Mom laughed along with Jean-Paul despite herself.

“What other music you like?” Jean-Paul asked.

“The Bare Naked Ladies are wicked.”

“Wicked. This word, you say it all the time. I think it mean something bad.”

“It does, usually,” said Mom. “It’s sort of teenage slang. You know what I mean by slang?”

“Of course. So when Julian says wicked he means awesome, cool?”

“Only even better,” I said.

“Ah, oui. In French the kids say écoeurant. Usually it means disgusting. But when they say it means the… opposite.”

So while he boned up on his English and Mom kept practicing phrases from her French-English dictionary, I went back to sleep. And had a nightmare.

About number three. He was swimming underwater. Pulling me down.

Remembering him gives me shivers. A chill in my bones. I’ve erased his name from memory. But his eyes? Those, I remember. They were the cool white-blue of a killer shark. Reminded me of pictures I’d seen in magazines. The Shark. That’ll do.

“He has a Windsurfer and a motor boat,” Mom told us after their first date.

“The guy has possibilities,” I said.

“What’s he do, Mom? Rob banks?” This time it was Chris who was negative. “Greasy,” is how he’d described him after they left on that date. “Greasy as an oil slick.”

“I’m not sure exactly. Investments or some such. He owns his own company. Something to do with stocks and bonds.

“A con man,” she told her girlfriends afterwards. Crazy would have been closer to the truth. I don’t think she could ever admit her judgement was so poor.

They were hot and heavy for about six months. Then, he invested money for my mother—like she had so much to begin with. We probably would have lost our house if we owned one, but we didn’t. We still don’t. Probably on account of that jerk. We still rent. All Mom’s savings, from her clowning money, were history. That wasn’t the worst of it, though.

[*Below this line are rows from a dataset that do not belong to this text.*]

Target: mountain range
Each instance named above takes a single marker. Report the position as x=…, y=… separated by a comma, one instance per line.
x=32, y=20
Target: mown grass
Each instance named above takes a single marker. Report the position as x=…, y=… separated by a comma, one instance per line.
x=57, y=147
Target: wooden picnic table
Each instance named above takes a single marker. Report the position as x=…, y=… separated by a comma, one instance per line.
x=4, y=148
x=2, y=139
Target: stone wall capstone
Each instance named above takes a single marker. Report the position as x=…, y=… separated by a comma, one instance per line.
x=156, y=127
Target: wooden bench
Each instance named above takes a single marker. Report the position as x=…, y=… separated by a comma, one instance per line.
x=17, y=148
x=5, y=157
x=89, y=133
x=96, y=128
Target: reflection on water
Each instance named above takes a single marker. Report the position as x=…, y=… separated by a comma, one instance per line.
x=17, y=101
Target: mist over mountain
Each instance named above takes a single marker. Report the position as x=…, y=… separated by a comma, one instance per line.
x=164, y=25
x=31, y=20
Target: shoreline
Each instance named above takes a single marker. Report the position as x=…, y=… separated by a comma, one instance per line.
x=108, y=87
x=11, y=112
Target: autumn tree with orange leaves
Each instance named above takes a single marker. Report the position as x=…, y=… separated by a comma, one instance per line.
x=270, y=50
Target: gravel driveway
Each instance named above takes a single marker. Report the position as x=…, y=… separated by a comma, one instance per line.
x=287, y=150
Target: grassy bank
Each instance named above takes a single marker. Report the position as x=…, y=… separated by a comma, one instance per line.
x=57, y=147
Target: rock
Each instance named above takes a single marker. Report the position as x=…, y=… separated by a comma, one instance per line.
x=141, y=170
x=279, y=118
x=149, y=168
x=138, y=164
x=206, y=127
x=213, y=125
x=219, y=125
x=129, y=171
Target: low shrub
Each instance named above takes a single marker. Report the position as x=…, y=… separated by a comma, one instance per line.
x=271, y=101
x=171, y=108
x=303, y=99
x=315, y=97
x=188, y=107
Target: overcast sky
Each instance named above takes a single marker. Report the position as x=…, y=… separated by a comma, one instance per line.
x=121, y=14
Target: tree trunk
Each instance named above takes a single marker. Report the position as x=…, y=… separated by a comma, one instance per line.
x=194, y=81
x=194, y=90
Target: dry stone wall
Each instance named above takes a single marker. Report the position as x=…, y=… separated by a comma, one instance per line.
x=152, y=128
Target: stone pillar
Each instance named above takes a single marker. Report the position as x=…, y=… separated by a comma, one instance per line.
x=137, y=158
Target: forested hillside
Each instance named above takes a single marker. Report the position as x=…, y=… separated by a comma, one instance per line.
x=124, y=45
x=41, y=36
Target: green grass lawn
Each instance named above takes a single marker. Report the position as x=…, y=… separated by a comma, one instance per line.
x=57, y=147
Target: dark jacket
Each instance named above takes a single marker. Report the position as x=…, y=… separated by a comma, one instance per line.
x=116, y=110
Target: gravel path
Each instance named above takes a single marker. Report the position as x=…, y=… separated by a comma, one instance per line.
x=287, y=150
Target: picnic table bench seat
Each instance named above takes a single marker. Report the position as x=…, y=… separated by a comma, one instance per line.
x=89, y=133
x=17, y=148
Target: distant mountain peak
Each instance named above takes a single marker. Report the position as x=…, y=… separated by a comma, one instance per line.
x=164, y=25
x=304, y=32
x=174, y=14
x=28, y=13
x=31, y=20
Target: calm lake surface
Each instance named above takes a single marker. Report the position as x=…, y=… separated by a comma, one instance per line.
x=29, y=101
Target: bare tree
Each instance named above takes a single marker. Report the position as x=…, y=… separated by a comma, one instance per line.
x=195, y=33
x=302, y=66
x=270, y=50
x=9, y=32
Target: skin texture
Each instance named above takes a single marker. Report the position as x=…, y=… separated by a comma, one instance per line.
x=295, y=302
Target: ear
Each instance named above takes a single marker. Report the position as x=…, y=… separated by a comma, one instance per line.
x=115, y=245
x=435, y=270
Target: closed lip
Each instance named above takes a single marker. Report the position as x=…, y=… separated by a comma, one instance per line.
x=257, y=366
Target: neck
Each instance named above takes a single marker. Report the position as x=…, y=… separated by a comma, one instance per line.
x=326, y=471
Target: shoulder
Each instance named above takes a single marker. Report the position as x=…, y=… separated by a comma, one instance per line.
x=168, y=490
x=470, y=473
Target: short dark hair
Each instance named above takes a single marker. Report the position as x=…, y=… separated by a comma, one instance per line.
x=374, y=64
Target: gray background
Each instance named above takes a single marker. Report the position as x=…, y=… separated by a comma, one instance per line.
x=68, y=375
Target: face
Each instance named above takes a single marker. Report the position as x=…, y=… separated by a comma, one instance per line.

When she asked him to stop coming around, he didn’t.

“He was lurking outside of work today,” she whispered to Bette, her best friend.

“He’s creepy,” said Bette, sipping her tea. “I’m worried.”

“He followed me to the grocery store,” she hissed into the phone to Poppie.

“Maybe I will,” she said. “Yeah, okay, Dad, I’ll call the police. That’s a good idea.”

The police did nothing.

The phone would ring and no one would be there.

Just breathing. We knew who it was.

Well, this went on for about three months. During this time Mom was a bag of nerves. She jumped every time the phone rang. She was always looking over her shoulder. She lost weight. I began biting my fingernails. Chris slept with a baseball bat by his bed.

Then, one night, around two in the morning, there was a banging on the front door.

Mom said after she didn’t want to wake the neighbors, so she let him in. Big mistake. He was wired.

“Holy crap, he’s high as a kite,” said Chris. “Go now. Call the cops.”

I crept upstairs and for once did as I was told. It was still too late to stop what happened. The Shark grabbed a fistful of Mom’s hair and was screaming at her.

“Bitch!”

“Let her go, asshole,” said Chris. Then he whacked him a good one across the back of the neck with the bat. The guy was out cold. There was blood. We were bawling and screaming by the time we heard the sirens. The whole neighborhood was out on the street.

It was nasty. I’d rather not remember. The shark guy was not dead. He charged my brother with assault. Imagine. He left town suddenly, though, and the charges were dropped. Chris figures Poppie and the rest of his pals chased him out of town. That was four years ago. I was ten. My mother hasn’t dated since then.

Until now, I mean.

Je suis Molly. Tu es Jean-Paul. Julian est mon fils. When I woke up, Mom was still trying to prepare herself. None of his family spoke English. She was paranoid that they wouldn’t like him bringing home an Anglophone.

“Just don’t talk, Mom,” I teased. “No one will ever know.”

“Your mother, not talk?” Jean-Paul winked in the rearview mirror. That frickin’ winking of his.

“Something wrong with your eye?” I snapped at him.